Commutation relations of sl2

Question

Let $V$ be a vector space with basis $\{V_I\}$ indexed by all the subsets $I$ of $\{1,2,\cdots,n\}$ (including empty set). Thus $V$ has dimension $2^n$.

Question: V becomes a representation of Lie algebra $sl_2$ if we set $$e(v_I)= \sum_{{I \subset J}_{|J\setminus I|=1}}v_J,\quad f(v_I)= \sum_{{K \subset I}_{|I\setminus K|=1}}v_K , \quad h(v_I) = (2|I|-n)v_I$$

I know that I have to get $$[e,f]=h, \quad [h,e]=2e , [h,f]= -2f$$ and I started with $$[e,f](v_I) = e(f(v_I))- f(e(v_I))$$ to see if I will get the desired commutation relations but I end up getting $e,f]=0$ . Any help to bail me out will be much appreciated. I know if I see how one of the commutation relations work< I can figure out the remaining 2. Thanks.

Answer 1

The first and most obvious thing is to observe that both $e(f(v_I))$ and $f(e(v_I))$ are linear combinations of vectors $v_{I'}$ with $|I|=|I'|$. This is because $e$ adds one element to $I$, and $f$ removes one. Also, if $v_{I'}$ appears in either $e(f(v_I))$ or $f(e(v_I))$, then the symmetric difference $$ I\,\Delta\, I'=(I\setminus I')\cup (I'\setminus I) $$ is either the empty set (when $I=I'$), or it has exactly two elements, say $i\in I\setminus I'$ and $j\in I'\setminus I$.

• In the latter case we have no choice: $e$ must have added $j$ to $I$, $v_{I\cup\{j\}}$ appears in $e(v_I)$, and $f$ must have removed $i$ from $I\cup\{j\}$ meaning that $v_{I'}$ appears in $f(e(v_I))$ with coefficient $1$. But, the exact same thing must have happened in $e(f(v_I))$. Therefore $v_{I'}$ disappears from $[e,f](v_I)$.
• OTOH, when $I'=I$ we have more options.
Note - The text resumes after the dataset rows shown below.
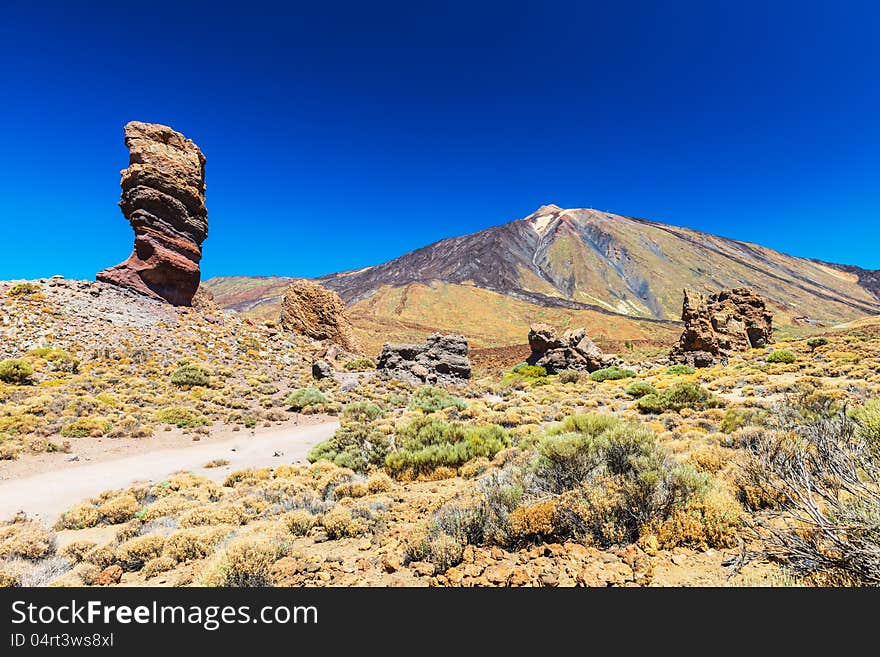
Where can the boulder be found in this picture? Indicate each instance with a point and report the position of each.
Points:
(573, 350)
(721, 324)
(318, 313)
(442, 359)
(163, 198)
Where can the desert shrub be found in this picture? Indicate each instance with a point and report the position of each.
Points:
(431, 399)
(339, 522)
(246, 562)
(86, 427)
(564, 460)
(134, 553)
(781, 356)
(590, 424)
(118, 509)
(534, 522)
(684, 395)
(299, 521)
(157, 565)
(362, 411)
(443, 540)
(357, 443)
(304, 398)
(867, 419)
(428, 443)
(182, 417)
(190, 376)
(361, 364)
(436, 547)
(815, 343)
(23, 289)
(379, 482)
(15, 370)
(737, 418)
(109, 508)
(569, 376)
(192, 543)
(26, 539)
(710, 518)
(641, 389)
(530, 371)
(58, 359)
(612, 373)
(75, 552)
(688, 395)
(824, 472)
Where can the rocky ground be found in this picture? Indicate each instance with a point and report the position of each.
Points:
(510, 480)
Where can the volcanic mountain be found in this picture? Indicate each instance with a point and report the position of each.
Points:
(621, 277)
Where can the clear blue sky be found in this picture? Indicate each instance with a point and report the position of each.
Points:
(344, 134)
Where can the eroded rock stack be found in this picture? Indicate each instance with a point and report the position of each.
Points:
(318, 313)
(163, 197)
(442, 359)
(573, 350)
(721, 324)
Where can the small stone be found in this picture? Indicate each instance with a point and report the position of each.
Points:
(110, 575)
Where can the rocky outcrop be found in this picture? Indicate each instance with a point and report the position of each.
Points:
(163, 197)
(318, 313)
(442, 359)
(573, 350)
(721, 324)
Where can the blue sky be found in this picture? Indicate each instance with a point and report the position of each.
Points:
(343, 135)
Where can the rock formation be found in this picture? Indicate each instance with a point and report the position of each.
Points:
(723, 323)
(573, 350)
(442, 359)
(318, 313)
(163, 197)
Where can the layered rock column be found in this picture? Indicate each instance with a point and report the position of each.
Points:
(721, 324)
(163, 198)
(318, 313)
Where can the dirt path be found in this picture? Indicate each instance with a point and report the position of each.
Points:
(47, 494)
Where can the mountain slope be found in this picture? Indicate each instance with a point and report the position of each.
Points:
(630, 266)
(613, 273)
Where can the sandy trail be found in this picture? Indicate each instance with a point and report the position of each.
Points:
(48, 494)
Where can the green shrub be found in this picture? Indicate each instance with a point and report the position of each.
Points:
(569, 376)
(190, 376)
(361, 364)
(651, 403)
(640, 389)
(362, 411)
(688, 395)
(684, 395)
(181, 416)
(303, 398)
(85, 427)
(613, 373)
(815, 343)
(867, 419)
(58, 359)
(430, 399)
(22, 289)
(428, 443)
(737, 418)
(781, 356)
(15, 370)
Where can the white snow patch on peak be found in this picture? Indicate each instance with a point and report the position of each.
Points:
(541, 223)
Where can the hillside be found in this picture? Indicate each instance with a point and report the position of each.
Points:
(565, 266)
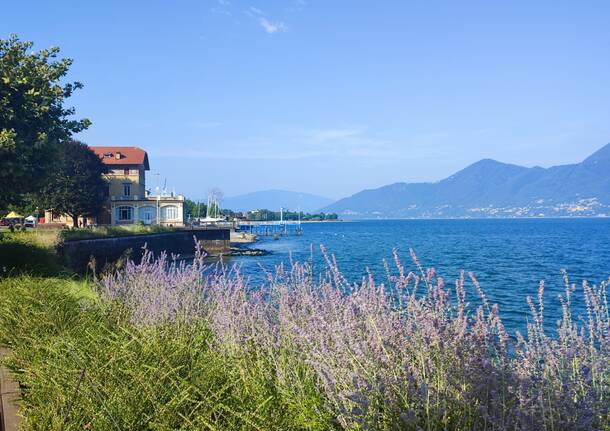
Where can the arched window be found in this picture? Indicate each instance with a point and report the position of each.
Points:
(169, 212)
(147, 214)
(125, 213)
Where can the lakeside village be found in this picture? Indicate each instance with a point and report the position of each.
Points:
(129, 204)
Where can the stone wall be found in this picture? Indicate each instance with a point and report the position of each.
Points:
(78, 253)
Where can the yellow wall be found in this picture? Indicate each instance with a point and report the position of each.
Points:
(116, 177)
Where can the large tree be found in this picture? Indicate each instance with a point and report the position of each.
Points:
(76, 186)
(33, 119)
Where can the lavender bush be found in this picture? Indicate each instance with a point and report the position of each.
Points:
(409, 353)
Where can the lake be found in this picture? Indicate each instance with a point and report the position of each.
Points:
(508, 256)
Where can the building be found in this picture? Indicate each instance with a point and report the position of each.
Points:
(129, 202)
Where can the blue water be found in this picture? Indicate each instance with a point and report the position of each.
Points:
(509, 257)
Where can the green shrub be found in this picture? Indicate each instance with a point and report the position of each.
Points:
(83, 365)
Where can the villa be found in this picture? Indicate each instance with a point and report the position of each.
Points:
(129, 202)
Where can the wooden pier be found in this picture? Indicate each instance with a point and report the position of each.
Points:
(270, 228)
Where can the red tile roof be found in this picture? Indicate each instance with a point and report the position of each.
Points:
(122, 156)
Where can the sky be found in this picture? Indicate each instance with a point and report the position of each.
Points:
(331, 96)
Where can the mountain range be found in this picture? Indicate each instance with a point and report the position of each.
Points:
(489, 188)
(274, 199)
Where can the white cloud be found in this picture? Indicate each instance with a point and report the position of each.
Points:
(271, 27)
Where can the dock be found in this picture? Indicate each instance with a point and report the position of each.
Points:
(270, 228)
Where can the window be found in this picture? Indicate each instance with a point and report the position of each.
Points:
(147, 214)
(125, 213)
(169, 212)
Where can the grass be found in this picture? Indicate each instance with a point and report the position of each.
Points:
(160, 345)
(30, 252)
(86, 366)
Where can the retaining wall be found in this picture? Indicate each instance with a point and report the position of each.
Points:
(78, 253)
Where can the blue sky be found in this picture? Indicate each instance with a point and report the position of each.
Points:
(331, 97)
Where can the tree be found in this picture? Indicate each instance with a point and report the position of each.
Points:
(33, 120)
(76, 186)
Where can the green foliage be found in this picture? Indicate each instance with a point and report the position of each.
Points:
(33, 119)
(76, 186)
(194, 209)
(29, 253)
(83, 365)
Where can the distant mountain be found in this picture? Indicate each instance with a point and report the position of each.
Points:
(489, 188)
(274, 199)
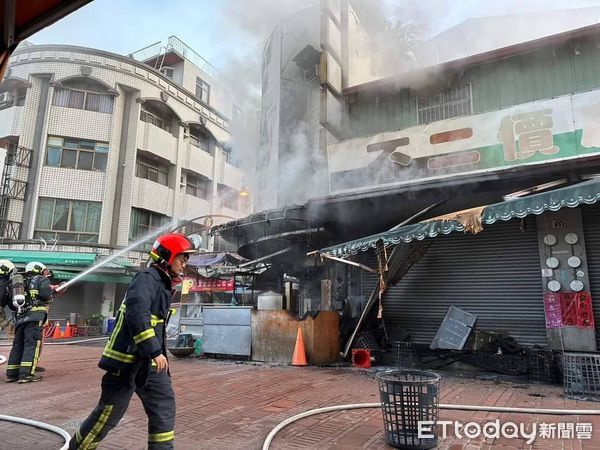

In $f(e(v_I))$ the action of $e$ can add any of the $n-|I|$ numbers not in $I$ to it. Then $f$ removes the added number. Consequently $v_I$ appears with coefficient $n-|I|$ in $f(e(v_I))$. Similarly, in $e(f(v_I))$ the operator $f$ can remove any of the $|I|$ elements from it as long as $e$ puts it back in. Therefore $v_I$ appears with coefficient $|I|$ in $e(f(v_I))$.

Putting the above bullets together we see that $$ [e,f](v_I)=(2|I|-n)v_I=h(v_I) $$ as claimed.

Answer 2

Could you please see what I am doing wrong below? Let say $V$ is a vector space with basis $$\{v_{\emptyset}, v_{\{1\}}, v_{\{2\}}, v_{\{1,2\}} \}$$ indexed by all the subsets $\{1,2\}$. This case $n=2$. I still had trouble seeing that $$[h,e](v_{\{1\}})=2e v_{\{1\}}.$$

I started by seeing what looks like. Observe that $$[h,e](v_{1})= h(e(v_{\{1\}}))- e(h(v_{\{1\}}))= h(v_{\{1\}}+ v_{\{1,2\}})-e((2(1) -2)v_{\{1\}})$$ $$= h(v_{\{1\}})+h( v_{\{1,2\}}) = 0 + [2(2)-2]v_{\{1,2\}} = 2 v_{\{1,2\}} \neq 2v_{\{1\}}$$

Thanks. I am sure if this part can be clarified, then I should be fine. My problem is I dont know how the summation given above works.